I'm writing tonight from the Holiday Inn Express in Mystic, Connecticut, a half-step up from the Best Western around the block, where we had been staying for the last couple times we'd come down to visit the aquarium here. This year, after a weekend trip to my beloved western Massachusetts, I made a solemn vow: no more staying at the absolute cheapest (decent) place in town, if only because that's where kids' sports teams and the like end up. Plenty of people my age have long since sworn off mediocre hotels. I was late to adopt the policy myself, as it seemed needlessly overindulgent. However, one night at the Comfort Inn in Hadley, MA, besieged by preteen boys with lacrosse sticks and not an adult to be seen, is all it took to solidify my resolution. Never again. I still can't justify staying at the Hilton, but two stars is no longer enough.

So here I sit, with wine and wifi; life is good. The rest of my lovely family is asleep behind me, but I'm not ready to hit the hay myself. I'm going to stay up sipping red wine till I'm bound to sleep heavily enough not to be bothered by the Bean's knees in my back, or her elbow in my gut, or whatever it turns out to be tonight. You wouldn't think it'd be such a challenge, sharing a double bed with someone not yet 50 lbs heavy and only yay tall. You'd be wrong. The Peanut is even worse... she sleeps on her back with her limbs splayed like a giant capital X. Plus she talks in her sleep -- alarming, senseless little declarations that leave you uncertain what might come next. Oh sure, she looks all kinds of cute and snuggly, with her little blankie and whatever stuffed animal is currently in highest favor. What could go wrong? Ha. I've let her share my king-sized bed at home, when Mr. Sandyshoes is traveling. Somehow I always end up cowering crosswise across the bottom of the bed, barely out of reach of her cute little feet, while visions of whatever dance in her cute little head up where mine is supposed to be.

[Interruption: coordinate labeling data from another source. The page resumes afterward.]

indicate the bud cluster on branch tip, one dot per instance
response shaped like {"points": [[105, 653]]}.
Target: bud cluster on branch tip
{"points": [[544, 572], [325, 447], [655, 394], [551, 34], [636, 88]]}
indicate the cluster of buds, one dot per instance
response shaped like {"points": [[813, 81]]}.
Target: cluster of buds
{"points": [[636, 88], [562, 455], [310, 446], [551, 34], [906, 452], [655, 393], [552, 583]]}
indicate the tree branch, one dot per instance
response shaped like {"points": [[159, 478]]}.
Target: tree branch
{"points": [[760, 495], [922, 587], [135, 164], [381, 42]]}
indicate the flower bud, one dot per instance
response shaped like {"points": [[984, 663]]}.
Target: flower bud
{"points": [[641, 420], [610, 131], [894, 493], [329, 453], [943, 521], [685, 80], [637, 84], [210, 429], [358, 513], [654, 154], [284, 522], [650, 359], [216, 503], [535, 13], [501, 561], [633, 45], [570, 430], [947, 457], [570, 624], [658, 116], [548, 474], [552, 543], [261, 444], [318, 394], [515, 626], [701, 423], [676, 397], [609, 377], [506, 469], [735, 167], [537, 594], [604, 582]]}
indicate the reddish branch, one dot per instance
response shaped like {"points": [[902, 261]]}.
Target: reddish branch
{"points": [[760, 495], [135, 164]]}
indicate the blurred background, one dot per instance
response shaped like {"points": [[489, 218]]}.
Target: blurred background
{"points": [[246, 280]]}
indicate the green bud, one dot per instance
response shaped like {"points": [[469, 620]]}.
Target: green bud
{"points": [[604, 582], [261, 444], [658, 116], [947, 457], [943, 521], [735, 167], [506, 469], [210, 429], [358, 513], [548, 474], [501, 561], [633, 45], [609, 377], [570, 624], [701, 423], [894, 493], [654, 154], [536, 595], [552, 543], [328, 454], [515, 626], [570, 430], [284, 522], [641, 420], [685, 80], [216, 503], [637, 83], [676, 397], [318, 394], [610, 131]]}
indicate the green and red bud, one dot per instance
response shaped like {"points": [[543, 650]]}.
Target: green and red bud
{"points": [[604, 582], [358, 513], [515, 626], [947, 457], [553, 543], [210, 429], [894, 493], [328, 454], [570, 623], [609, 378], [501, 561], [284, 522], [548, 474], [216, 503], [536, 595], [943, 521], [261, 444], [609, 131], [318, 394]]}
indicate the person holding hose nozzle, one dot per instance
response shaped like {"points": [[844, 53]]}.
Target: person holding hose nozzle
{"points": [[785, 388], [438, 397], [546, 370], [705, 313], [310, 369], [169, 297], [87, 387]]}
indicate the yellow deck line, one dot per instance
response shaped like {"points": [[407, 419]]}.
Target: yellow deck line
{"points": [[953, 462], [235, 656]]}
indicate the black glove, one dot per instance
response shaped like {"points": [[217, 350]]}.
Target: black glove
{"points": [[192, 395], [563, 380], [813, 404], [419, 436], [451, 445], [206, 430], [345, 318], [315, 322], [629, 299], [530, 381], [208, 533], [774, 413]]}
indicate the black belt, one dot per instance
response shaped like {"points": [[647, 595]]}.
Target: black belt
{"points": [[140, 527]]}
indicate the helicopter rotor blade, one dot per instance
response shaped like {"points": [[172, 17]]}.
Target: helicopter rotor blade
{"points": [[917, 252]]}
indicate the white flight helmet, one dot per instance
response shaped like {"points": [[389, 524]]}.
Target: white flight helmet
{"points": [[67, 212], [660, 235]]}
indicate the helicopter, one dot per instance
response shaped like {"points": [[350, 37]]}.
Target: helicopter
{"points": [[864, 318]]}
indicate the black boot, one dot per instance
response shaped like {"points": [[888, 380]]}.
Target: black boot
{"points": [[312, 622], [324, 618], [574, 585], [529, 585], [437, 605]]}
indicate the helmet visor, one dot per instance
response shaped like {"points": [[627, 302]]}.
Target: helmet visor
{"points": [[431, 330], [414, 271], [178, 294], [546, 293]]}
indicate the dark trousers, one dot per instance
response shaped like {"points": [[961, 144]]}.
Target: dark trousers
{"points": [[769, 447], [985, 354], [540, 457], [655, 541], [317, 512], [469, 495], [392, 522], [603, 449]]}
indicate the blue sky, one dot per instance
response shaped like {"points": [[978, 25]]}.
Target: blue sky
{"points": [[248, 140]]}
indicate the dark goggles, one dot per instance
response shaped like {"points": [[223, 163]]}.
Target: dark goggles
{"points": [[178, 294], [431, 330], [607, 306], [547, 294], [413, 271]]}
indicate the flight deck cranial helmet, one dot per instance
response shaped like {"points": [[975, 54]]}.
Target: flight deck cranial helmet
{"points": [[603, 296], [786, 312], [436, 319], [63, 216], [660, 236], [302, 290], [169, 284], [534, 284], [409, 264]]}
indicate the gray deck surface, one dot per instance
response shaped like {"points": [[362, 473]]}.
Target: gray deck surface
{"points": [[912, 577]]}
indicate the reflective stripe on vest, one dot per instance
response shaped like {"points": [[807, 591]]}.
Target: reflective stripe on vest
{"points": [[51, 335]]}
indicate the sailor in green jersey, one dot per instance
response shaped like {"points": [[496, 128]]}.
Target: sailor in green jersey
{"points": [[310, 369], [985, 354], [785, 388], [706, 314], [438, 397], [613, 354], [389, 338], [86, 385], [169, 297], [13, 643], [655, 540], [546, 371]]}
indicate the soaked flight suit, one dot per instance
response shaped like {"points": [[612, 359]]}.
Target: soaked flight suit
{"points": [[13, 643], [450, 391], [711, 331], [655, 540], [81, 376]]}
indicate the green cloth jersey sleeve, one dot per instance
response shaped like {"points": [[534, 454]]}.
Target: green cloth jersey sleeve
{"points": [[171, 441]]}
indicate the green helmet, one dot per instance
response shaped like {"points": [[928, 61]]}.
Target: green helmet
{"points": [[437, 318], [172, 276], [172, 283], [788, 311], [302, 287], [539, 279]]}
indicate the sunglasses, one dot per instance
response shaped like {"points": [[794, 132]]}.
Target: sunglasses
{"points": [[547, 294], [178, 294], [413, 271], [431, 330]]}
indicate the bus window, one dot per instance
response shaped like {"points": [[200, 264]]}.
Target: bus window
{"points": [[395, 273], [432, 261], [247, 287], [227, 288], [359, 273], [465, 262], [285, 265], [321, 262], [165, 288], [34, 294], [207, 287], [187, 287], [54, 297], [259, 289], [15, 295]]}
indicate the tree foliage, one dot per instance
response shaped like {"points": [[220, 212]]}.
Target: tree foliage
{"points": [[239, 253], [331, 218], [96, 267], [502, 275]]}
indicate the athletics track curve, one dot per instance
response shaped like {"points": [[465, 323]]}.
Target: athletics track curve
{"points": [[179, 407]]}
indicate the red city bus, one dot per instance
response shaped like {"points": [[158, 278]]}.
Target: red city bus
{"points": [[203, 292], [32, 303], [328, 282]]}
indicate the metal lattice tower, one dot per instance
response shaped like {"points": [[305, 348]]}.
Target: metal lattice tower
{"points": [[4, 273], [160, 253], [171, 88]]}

Anyway. The girls were really hard to settle down last night... the first night of a weekend trip always seems to be a tough one... and we had to threaten them with turning around and coming right back home. That Bean just wouldn't go to sleep. This morning, the Peanut wouldn't *stay* asleep. Another thing I've learned about staying in hotels: you should always bring one of those enormous binder clips along, in case the light-blocking curtains don't completely close on their own. It's surprising how often this is a problem, what with hotel rooms being intended specifically for sleeping in. Our present room is big enough and has most of the things we need, but there's a five-foot gap between where the heavy drapes end. That's plenty of space to allow the entire bright insult of early daylight to fill the room, adding to the injury of hours spent next to one of the offspring. Naturally Mr. Sandyshoes has rigged up something ingenious to correct the curtain problem, but I'm thinking for future reference, one of those binder clips would save a lot of rigging.

Our most successful hotel sleeping strategy has been to split the girls up. They don't share a room at home, and it doesn't seem to help them settle down if they're set up right next to each other in a hotel room. So we get a room with two double beds, divide and conquer. We stack pillows so they can't look over at each other, then we say goodnight and retreat with a book to whatever space is left us in the nook between the door and the bathroom, until we're ready to go to bed ourselves. Tonight's room has quite a bit of space, so that's nice. Sometimes there isn't anywhere to go... which is why I ended up reading Tucker Max's I Hope They Serve Beer In Hell* in the bathroom of our room at the Comfort Inn in Hadley, which actually seems sort of appropriate in retrospect.

I should sleep. More on the aquarium etc. in another post. In the meantime, what hotel chains have you found are best for staying with your kids? Any hints (besides "get a suite") for making it more restful? How about hints (besides "drug them") for settling excited kiddos?


*If even half the things Tucker Max says about himself are true, he is a genuine asshole, but a sometimes-funny one. My college roommate said she read this book and thought of me. I don't know what to make of that. I'm assuming she thought "sandy shoes will laugh at this book," not "this asshole reminds me of sandy shoes in earlier days," but I am afraid to ask.